Parboiled versus straight-forward JSON parsers
Parboiled is a generalized tool for creating parsers, and as you know, a specialized tool is always better than a generalized one in solving its specialized task. In the Java world, there are a small number of JSON parsers, hand-written by ancient elven masters, and Alexander Myltsev (one of the developers of Parboiled2) checked how much Parboiled loses performance to these artifacts. The results were quite optimistic, especially in the case of Parboiled2.
Тест-кейс │ Время, мс │ ──────────────────────────────────────┼───────────┼───────────────────────────────── Parboiled1JsonParser │ 85.64 │ ▇▇▇▇▇▇▇▇▇▇▇▇▇▇▇▇▇▇▇▇▇▇▇▇▇▇▇▇▇▇ Parboiled2JsonParser │ 13.17 │ ▇▇▇▇ Json4SNative │ 8.06 │ ██▍ Argonaut │ 7.01 │ ▇▇ Json4SJackson │ 4.09 │ ▇
Parboiled vs. regex
Thanks to the use of static optimizations, Parboiled2 is able to work much faster than regular expressions (at least those that come with the Java class library). Here is some evidence from the mailing list :
Тест-кейс │ Время, мс │ ──────────────────────────────────────┼───────────┼─────────────────────────────────── Parboiled2 (warmup) │ 1621.21 │ ▇▇▇▇▇▇▇▇▇▇▇▇▇▇▇▇▇▇▇▇▇▇▇▇▇▇▇▇▇▇▇▇ Parboiled2 │ 409.16 │ ▇▇▇▇▇▇▇▇ Parboiled2 w/ better types (warmup) │ 488.92 │ ▇▇▇▇▇▇▇▇▇▇ Parboiled2 w/ better types │ 134.68 │ ▇▇▇ Regex (warmup) │ 621.95 │ ▇▇▇▇▇▇▇▇▇▇▇▇ Regex │ 620.38 │ ▇▇▇▇▇▇▇▇▇▇▇▇
Parboiled vs Scala Parser Combinators
On the mailing list you can find another performance test , which is in good agreement with the first (about JSON) and contains data for comparison with Scala Parser Combinators. Everything is very, very sad.

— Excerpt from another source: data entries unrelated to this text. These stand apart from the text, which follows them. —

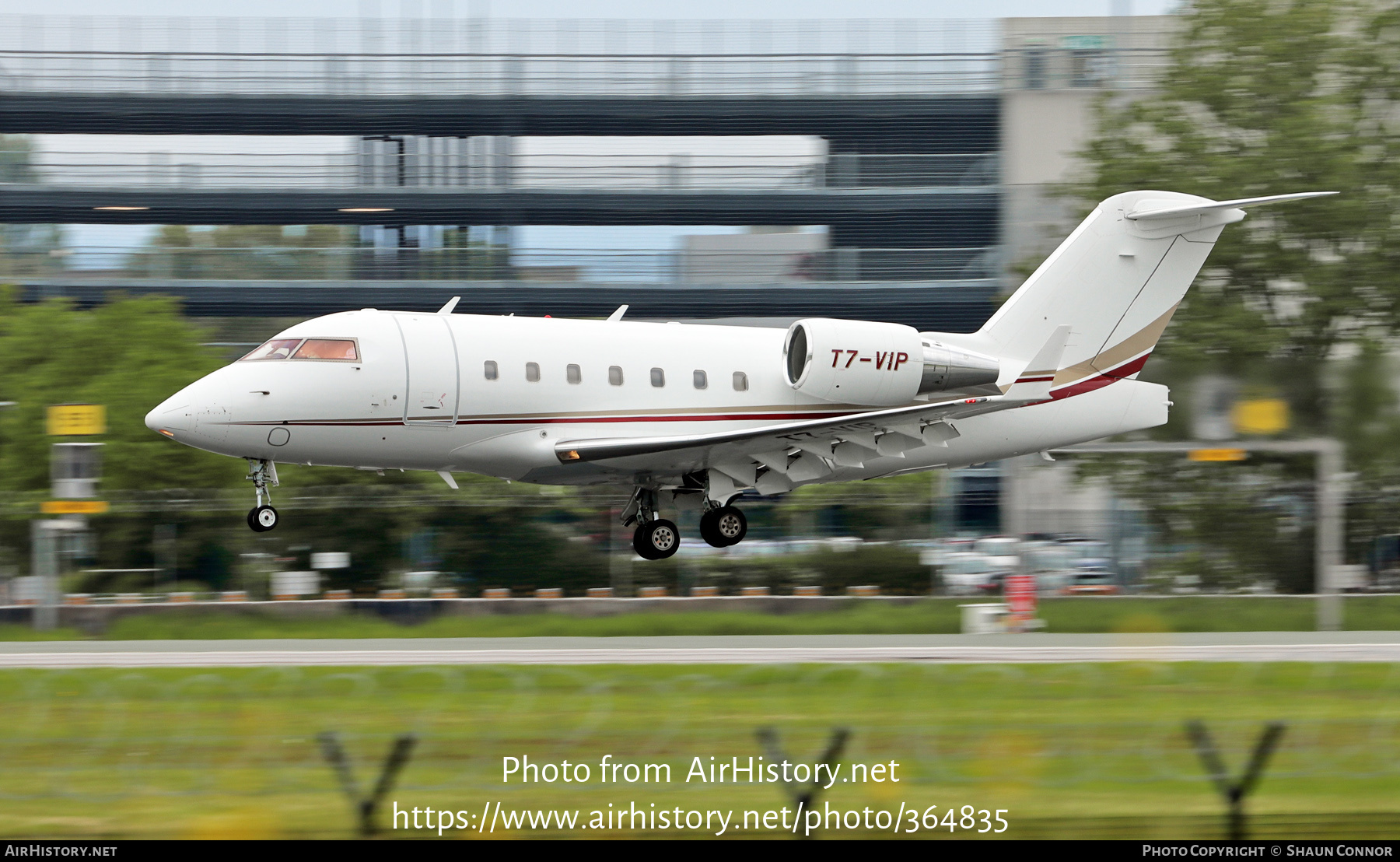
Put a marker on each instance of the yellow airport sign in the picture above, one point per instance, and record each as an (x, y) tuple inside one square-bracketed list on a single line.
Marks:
[(1217, 455), (1260, 416), (75, 507), (76, 420)]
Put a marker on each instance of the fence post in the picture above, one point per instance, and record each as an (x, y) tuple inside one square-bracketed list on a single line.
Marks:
[(804, 794), (364, 806), (1235, 791)]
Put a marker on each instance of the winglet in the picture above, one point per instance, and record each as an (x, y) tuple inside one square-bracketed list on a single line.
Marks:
[(1034, 384), (1217, 205)]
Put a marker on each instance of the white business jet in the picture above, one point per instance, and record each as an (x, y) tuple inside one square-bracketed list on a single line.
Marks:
[(691, 416)]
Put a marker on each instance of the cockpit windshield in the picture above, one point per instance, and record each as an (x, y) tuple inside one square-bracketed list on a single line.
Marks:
[(327, 349), (342, 350), (278, 349)]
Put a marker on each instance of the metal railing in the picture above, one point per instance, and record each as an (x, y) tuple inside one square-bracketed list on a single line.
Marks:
[(511, 75), (481, 262), (462, 163)]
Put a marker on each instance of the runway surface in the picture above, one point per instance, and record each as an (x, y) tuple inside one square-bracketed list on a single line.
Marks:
[(723, 650)]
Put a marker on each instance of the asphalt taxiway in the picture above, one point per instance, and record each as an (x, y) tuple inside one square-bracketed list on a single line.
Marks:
[(717, 650)]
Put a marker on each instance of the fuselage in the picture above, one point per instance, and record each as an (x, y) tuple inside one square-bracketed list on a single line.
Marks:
[(493, 395)]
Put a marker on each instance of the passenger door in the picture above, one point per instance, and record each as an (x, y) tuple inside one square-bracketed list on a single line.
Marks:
[(430, 356)]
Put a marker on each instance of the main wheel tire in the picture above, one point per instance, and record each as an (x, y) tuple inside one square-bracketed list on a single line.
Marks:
[(656, 541), (262, 518), (731, 527), (710, 529)]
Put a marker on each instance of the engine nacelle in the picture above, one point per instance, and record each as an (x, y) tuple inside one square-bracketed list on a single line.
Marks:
[(877, 364)]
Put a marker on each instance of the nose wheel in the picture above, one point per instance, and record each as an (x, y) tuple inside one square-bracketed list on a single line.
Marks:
[(262, 518), (656, 539), (262, 473), (724, 527)]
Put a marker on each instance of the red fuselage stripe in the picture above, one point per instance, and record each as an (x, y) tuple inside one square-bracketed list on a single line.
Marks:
[(1069, 391)]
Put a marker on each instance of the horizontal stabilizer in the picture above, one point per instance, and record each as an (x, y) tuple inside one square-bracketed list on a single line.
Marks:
[(1034, 384), (1148, 212)]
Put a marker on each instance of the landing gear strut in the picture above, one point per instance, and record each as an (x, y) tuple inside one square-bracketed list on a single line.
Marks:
[(656, 538), (264, 473)]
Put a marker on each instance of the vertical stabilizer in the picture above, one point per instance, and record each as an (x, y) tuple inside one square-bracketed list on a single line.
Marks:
[(1116, 280)]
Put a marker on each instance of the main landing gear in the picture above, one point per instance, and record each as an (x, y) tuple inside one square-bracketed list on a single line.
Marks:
[(264, 473), (657, 538), (724, 527)]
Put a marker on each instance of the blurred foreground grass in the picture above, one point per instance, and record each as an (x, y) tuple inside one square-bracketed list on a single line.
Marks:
[(930, 616), (1070, 751)]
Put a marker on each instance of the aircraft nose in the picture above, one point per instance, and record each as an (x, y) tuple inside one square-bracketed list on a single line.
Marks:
[(171, 415)]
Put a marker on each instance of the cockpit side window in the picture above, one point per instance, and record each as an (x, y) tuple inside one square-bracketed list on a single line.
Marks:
[(278, 349), (335, 350), (343, 350)]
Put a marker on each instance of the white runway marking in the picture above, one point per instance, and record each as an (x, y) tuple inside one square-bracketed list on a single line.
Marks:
[(244, 657)]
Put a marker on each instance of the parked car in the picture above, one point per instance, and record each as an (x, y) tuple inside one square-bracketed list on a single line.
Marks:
[(971, 574), (1092, 581)]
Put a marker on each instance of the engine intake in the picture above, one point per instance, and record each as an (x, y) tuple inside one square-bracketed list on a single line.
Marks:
[(877, 364)]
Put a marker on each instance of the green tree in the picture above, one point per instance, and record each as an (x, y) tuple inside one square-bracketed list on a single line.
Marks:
[(129, 354), (1260, 98)]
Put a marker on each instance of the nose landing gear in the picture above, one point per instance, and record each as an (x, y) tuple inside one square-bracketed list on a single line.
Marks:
[(262, 517)]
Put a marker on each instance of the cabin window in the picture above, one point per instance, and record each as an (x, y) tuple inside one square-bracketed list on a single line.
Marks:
[(341, 350), (278, 349)]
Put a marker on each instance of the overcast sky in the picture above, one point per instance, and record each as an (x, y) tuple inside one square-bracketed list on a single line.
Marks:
[(601, 9)]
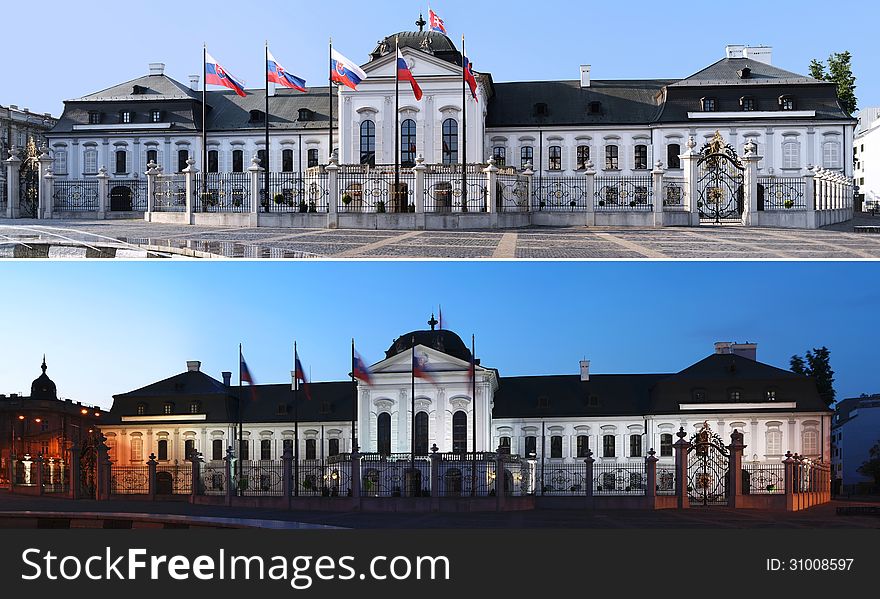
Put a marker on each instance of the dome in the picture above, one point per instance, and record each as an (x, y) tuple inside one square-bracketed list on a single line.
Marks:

Тест-кейс │ Время, мс │ ──────────────────────────────────────┼───────────┼───────────────────────────────── Parboiled1JsonParser | 73.81 | ▇ Parboiled2JsonParser | 10.49 | ▎ ParserCombinators | 2385.78 | ▇▇▇▇▇▇▇▇▇▇▇▇▇▇▇▇▇▇▇▇▇▇▇▇▇▇▇▇▇▇
What Parboiled Can't
Most articles about parser combinators start with exhausting explanations of what PEG is, what it is with and why you need to be afraid of it. In order to parse configs, thorough understanding of this is not necessary, but it is still worth knowing about the limitations of this type of grammar. So, Parboiled basically can not:
- Parse left recursive grammars. This is beyond the power of all top-down parsers, which include PEG. However, left recursive grammar can be adapted .
- Parse indentation-based grammars, such as Python or YAML. I can’t do this due to the fact that the generated parser is single-pass, without a separate lexer. Indentation analysis is performed at the stage of lexical analysis. This problem has a simple solution: write a preprocessor that will place virtual markers before (
INDENT) and after (
DEDENT) indentation. Parboiled1 has standard tools for this , but for Parboiled2 a similar procedure has yet to be performed independently.
- Use streaming input. PEGs use return search; it's backtracking . Theoretically, this drawback can be eliminated by stream buffering, but nothing prevents you from writing a grammar in which you return to the very beginning. Therefore, for this idea to work in practice, it is necessary to learn to determine the grammar boundaries of chunks between which return is impossible. Matthias is very interested in developing this feature, so it may appear in future releases.
In the next part, I will talk about how custom grammar is described in Parboiled, and we will also write a simple recognizer for the tree-like format of configuration files.